Anak tumbuh dan memiliki sikap sesuai dengan didikan dari orang tua. Termasuk melatih kemandirian anak, orang tua turut andil di dalamnya.
Seperti diungkap dalam studi terbaru dari North Carolina State University (NC State), ternyata semakin orang tua ikut terlibat dalam kehidupan anaknya menginjak dewasa, semakin sulit mandiri juga anak tersebut.
Banyak terlibat dalam urusan anak bisa menghambat perkembangan profesional mereka. Studi ini dilakukan terhadap 2.600 peserta berusia 18-28 tahun.
SCROLL TO CONTINUE WITH CONTENT
Periset sekaligus profesor di NC State, Anna Manzoni mengatakan keterlibatan orang tua yang intens cenderung membuat pekerjaan sang anak kurang prestisius dibandingkan teman sebayanya.
"Sudah banyak penelitian yang menunjukkan bahwa investasi orang tua pada masa kanak-kanak dan remaja memberikan hasil positif," kata Anna dalam laman kampus NC State.
Jangan Terlalu Mengikat Anak
Studi ini mengambil data dari Transition to Adulthood Supplement survey. Lembaga tersebut telah memantau banyak responden selama hampir satu dekade.
Ada dua konsep utama yang diteliti yakni modal sosial keluarga dan prestise pekerjaan. Modal sosial berupa norma, informasi, dan dukungan orang tua.
"Namun, penelitian kami menunjukkan adanya pergeseran peran orang tua ketika anak beranjak dewasa muda. Pada tahap ini, keterlibatan yang terlalu besar justru bisa menghambat kemampuan anak untuk mandiri," tuturnya.
Analisis peneliti menunjukan semakin keluarga ikut campur berkolerasi negatif terhadap pekerjaan anak. Hasil lain berlaku sebaliknya.

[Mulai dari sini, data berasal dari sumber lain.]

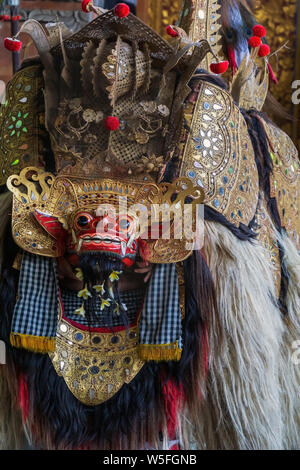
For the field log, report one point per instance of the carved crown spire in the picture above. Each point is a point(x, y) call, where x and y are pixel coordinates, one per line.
point(200, 20)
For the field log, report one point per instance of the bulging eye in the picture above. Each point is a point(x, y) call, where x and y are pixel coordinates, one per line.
point(125, 223)
point(83, 220)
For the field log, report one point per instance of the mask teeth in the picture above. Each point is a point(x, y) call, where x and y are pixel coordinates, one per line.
point(79, 245)
point(129, 243)
point(74, 236)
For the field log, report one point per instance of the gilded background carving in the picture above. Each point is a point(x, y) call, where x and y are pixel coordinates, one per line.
point(280, 19)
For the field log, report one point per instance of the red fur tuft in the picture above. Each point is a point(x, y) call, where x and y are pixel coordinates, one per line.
point(121, 10)
point(259, 31)
point(220, 67)
point(13, 45)
point(171, 32)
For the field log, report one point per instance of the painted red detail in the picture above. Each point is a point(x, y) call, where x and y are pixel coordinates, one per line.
point(112, 123)
point(254, 41)
point(13, 45)
point(273, 77)
point(220, 67)
point(232, 59)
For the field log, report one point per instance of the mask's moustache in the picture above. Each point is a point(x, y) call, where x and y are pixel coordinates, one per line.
point(97, 267)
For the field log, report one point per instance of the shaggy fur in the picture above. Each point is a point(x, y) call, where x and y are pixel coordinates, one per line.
point(242, 403)
point(290, 370)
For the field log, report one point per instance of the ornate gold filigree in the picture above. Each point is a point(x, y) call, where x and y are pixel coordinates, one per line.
point(62, 197)
point(200, 20)
point(95, 365)
point(217, 154)
point(20, 121)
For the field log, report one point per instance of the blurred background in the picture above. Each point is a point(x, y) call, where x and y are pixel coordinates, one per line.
point(280, 17)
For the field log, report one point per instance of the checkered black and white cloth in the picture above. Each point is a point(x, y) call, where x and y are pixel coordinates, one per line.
point(36, 309)
point(160, 321)
point(37, 304)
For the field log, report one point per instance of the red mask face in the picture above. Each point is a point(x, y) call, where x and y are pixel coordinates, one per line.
point(90, 233)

Hal itu membuat peneliti lain juga ikut terkejut. Seperti yang disampaikan oleh Tom Leppard, peneliti pascadoktoral di Data Science and AI Academy NC State.
"Kami berulang kali memeriksa data kami karena hasilnya terasa berlawanan dengan sebagian besar penelitian sebelumnya. Namun ternyata, dalam masa transisi menuju kedewasaan, terlalu banyak keterlibatan justru dapat membatasi pertumbuhan profesional," ungkapnya.
Peran Orang Tua yang Tepat
Menuju masa dewasa, peran orang tua memang harus bergeser. Dari pengendali menjadi pendukung yang memberi ruang untuk kemandirian.
"(Hal tersebut) memungkinkan anak-anak untuk belajar mengambil keputusan sendiri, membuat kesalahan, dan menghadapi pasar tenaga kerja sendiri," ujar Manzoni.
Dengan demikian, peneliti menyimpulkan bahwa keterlibatan orang tua yang intens saat anak memasuki usia dewasa berpengaruh pada keterlambatan dalam mencapai karier.
Untuk hasil penelitian yang lebih lengkap, bisa dilihat pada artikel berjudul "Bonding Ties That Get Ahead?: Family Social Capital and Early Occupational Attainment" ini dipublikasikan dalam Journal of Youth Studies, 31 Desember 2025.